The jury previously heard from the bus driver operating the bus where the incident started, Mr Mungal’s friend who was with him when the altercation took place, as well as from the defendant herself.

Remaining on the stand and under cross examination by Director of Public Prosecutions Rory Fields, Ms Trott-Edwards told the court that she did not intend to hit Mr Mungal in his head, saying that she panicked as he walked towards her as if he were going to attack her.

She had previously told the jury that the victim ducked the second time she swung the bat causing the bat to strike his head and not his arm, as she had intended.

Mr.
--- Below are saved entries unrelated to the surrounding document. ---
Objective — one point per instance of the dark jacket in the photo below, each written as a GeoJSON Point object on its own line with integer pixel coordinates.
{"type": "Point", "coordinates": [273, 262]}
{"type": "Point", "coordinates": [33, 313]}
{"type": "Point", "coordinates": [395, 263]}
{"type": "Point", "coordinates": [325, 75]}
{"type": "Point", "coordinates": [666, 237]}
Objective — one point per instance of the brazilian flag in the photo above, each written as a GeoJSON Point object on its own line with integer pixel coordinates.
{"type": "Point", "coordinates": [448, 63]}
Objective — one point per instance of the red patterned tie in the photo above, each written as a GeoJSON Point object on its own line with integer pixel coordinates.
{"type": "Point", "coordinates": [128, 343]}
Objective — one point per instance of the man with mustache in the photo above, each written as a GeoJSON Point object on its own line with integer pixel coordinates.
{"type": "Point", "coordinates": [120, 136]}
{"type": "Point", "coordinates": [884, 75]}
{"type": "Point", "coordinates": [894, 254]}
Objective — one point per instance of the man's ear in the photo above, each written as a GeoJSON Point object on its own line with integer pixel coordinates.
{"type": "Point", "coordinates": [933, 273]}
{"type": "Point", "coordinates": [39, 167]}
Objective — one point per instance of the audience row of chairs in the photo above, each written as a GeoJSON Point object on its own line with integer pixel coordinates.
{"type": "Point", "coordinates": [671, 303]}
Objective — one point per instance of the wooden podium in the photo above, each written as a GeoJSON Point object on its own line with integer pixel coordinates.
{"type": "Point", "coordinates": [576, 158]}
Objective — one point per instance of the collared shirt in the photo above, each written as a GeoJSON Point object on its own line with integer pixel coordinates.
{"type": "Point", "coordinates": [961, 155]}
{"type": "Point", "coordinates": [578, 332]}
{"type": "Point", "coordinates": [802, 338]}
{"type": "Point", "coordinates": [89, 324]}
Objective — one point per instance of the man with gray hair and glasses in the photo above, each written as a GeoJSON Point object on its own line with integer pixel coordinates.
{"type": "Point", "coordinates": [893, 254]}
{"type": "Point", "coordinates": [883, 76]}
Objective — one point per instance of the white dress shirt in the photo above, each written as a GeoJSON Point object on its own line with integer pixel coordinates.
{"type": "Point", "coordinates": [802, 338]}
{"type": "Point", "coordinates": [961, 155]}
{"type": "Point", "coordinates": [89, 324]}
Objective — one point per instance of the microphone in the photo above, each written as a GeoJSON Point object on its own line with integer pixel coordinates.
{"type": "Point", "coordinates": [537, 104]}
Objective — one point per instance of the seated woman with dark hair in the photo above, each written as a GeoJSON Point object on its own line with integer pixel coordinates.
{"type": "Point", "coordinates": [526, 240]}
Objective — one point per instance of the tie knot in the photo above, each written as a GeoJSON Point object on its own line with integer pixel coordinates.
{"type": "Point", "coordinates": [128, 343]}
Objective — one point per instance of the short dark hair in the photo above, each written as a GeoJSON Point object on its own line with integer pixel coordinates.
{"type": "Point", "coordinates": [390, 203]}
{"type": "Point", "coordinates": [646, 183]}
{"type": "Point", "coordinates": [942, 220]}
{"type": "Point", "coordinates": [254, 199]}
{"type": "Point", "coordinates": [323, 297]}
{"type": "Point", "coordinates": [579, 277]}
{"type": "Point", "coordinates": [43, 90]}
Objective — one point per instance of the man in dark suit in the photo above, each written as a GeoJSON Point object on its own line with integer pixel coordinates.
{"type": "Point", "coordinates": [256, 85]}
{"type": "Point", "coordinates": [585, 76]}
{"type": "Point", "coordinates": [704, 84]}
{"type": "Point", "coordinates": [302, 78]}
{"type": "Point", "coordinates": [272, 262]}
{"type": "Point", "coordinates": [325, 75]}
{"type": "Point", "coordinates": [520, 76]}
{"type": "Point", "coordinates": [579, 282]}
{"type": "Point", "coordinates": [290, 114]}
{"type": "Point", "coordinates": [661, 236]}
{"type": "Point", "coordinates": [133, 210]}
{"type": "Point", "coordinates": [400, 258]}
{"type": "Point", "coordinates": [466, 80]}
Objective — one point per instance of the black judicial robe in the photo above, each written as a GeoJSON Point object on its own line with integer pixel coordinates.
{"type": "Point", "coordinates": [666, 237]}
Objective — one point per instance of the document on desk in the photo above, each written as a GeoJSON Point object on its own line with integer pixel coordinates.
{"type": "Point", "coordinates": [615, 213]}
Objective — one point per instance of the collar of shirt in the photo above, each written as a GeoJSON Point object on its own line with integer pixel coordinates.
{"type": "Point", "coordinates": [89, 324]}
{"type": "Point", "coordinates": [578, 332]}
Field suggested that she might have made up this detail to support her self-defense stance, however Ms Trott-Edwards denied the suggestion, telling the jury that her account of the events has not changed since her initial police statement given in September 2014.

After being asked by the Director of Public Prosecutions why, if she felt threatened by Mr. Mungal, she not call the police, shout for help or go back inside; Ms Trott-Edward told the jury that the situation unfolded very quickly and that her initial reaction was to grab the bat.

Ms Trott Edwards then told the jury that the day after the incident she saw an online news report about a 16-year-old male in the Intensive Care Unit of KEMH after a reported altercation on Ord Road, however she did not initially realise it was Mr Mungal until the police contacted her.

The defendant suggested that one of the young males who testified had mislead the jury about what she said to the victim, and also suggested that the witnesses were threatened by the police and the prosecution into giving evidence in exchange for the clearing of their police records.

Mr. Field asked Ms Trott Edwards if there was this ‘grand conspiracy’ against her, why did she not instruct her lawyer to put these accusations to the witnesses.

After the defendant’s testimony, the defense called character witnesses to testify on behalf of Ms Trott-Edwards, including Michael Weeks, the Member of Parliament for Constituency #16 Pembroke East Central.

Mr. Weeks told the jury he has known the defendant her whole life, and testified that she is a kind person who is very attentive to her children.

He also said that when he heard the accusations against her, he was in shock and believed that the altercation must have been a last resort.

Ms Trott-Edwards, 32, has denied the charge of murder, and the trial continues.